Unfortunately, parents often forgo the services of an IBCLC because their services are not included in their insurance plan. However, the consultations are not overly expensive – typically they are between $100 and $300 for a visit of up to three hours – which is very little compared to the medical costs of treating a tongue-tied baby. (Not to mention the healthcare costs that will be ongoing for a tongue-tied child/adult.) Like taking a car in for routine maintenance, I believe that an IBCLC consultation offers great value for both parents and baby in the long term.
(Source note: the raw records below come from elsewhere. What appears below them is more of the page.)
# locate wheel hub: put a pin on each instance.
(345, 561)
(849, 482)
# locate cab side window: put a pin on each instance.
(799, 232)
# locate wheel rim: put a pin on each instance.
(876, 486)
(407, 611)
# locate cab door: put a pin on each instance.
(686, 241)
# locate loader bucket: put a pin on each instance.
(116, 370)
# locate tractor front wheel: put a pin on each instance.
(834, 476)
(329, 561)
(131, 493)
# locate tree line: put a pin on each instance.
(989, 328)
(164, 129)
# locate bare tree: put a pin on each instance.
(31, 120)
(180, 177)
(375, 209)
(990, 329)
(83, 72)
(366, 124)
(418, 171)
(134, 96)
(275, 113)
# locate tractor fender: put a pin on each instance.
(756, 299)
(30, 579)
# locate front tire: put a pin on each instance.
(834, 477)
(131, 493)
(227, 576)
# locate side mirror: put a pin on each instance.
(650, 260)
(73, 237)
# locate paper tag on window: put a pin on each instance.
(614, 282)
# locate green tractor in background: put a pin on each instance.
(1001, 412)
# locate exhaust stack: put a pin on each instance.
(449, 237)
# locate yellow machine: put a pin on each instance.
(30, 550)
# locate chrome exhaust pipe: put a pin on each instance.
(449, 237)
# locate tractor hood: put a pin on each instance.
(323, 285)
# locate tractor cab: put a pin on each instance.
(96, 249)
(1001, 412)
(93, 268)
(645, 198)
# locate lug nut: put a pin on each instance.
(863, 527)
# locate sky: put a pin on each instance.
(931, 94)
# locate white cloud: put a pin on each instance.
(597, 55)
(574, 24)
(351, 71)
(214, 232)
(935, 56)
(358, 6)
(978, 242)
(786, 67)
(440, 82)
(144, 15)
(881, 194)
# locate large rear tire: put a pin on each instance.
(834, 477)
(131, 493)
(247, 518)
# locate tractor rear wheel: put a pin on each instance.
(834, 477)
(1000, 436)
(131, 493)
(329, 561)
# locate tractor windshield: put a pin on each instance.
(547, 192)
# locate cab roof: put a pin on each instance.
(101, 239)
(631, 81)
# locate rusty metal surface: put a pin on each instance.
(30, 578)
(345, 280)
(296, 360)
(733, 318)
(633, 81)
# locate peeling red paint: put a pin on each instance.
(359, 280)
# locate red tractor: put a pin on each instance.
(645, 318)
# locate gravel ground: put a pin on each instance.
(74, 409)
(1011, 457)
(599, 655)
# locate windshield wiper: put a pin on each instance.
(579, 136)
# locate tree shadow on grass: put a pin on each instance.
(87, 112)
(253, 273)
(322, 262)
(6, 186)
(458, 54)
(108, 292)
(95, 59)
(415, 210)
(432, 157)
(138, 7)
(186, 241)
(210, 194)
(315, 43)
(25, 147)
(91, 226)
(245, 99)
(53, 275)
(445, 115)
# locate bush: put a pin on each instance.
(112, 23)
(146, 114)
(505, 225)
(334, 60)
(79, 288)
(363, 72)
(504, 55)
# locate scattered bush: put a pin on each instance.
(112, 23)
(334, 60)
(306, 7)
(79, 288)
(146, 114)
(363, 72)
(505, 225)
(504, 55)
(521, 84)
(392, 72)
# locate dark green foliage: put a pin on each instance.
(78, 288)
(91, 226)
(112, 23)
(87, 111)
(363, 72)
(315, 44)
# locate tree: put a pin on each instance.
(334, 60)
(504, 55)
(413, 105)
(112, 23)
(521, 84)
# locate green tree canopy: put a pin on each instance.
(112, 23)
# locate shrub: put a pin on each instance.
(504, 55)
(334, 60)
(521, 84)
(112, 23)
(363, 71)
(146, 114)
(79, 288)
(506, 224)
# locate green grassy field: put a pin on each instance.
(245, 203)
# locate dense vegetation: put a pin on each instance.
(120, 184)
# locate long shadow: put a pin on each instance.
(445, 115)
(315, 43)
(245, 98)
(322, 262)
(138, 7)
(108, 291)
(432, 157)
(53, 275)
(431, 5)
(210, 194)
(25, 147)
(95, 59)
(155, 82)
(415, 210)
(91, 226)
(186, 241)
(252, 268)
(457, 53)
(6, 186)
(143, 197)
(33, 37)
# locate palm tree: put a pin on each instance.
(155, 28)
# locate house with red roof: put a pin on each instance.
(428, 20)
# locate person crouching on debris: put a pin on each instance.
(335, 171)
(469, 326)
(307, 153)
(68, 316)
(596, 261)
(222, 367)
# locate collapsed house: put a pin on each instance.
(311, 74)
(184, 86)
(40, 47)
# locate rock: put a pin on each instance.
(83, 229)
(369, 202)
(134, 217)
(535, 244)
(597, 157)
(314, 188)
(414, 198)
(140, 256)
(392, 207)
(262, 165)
Why consult an IBCLC after a frenectomy?
From all of this, you can see how valuable the services of an IBCLC are. In fact, I would say that an IBCLC is even better positioned to help parents and babies with the specific challenges of a tongue tie than most pediatricians. At this time, pediatricians are not trained in assessing tongue ties or on breastfeeding in medical school, while the right IBCLC will see postoperative frenectomy babies at least every week. Some pediatricians have taken it upon themselves to take lots of CE and research so they can be a better help to families in this area, but not many. Before asking your pediatrician for breastfeeding help or advice, ask them what types of continuing education they have taken after medical school to become better versed in breastfeeding management. If they can’t answer that, you are likely better off asking a friend for help who has successfully breastfed a few kiddos. To summarize this post, I believe that the recommendations offered by an IBCLC hold weight and will get the best outcomes for parents and baby.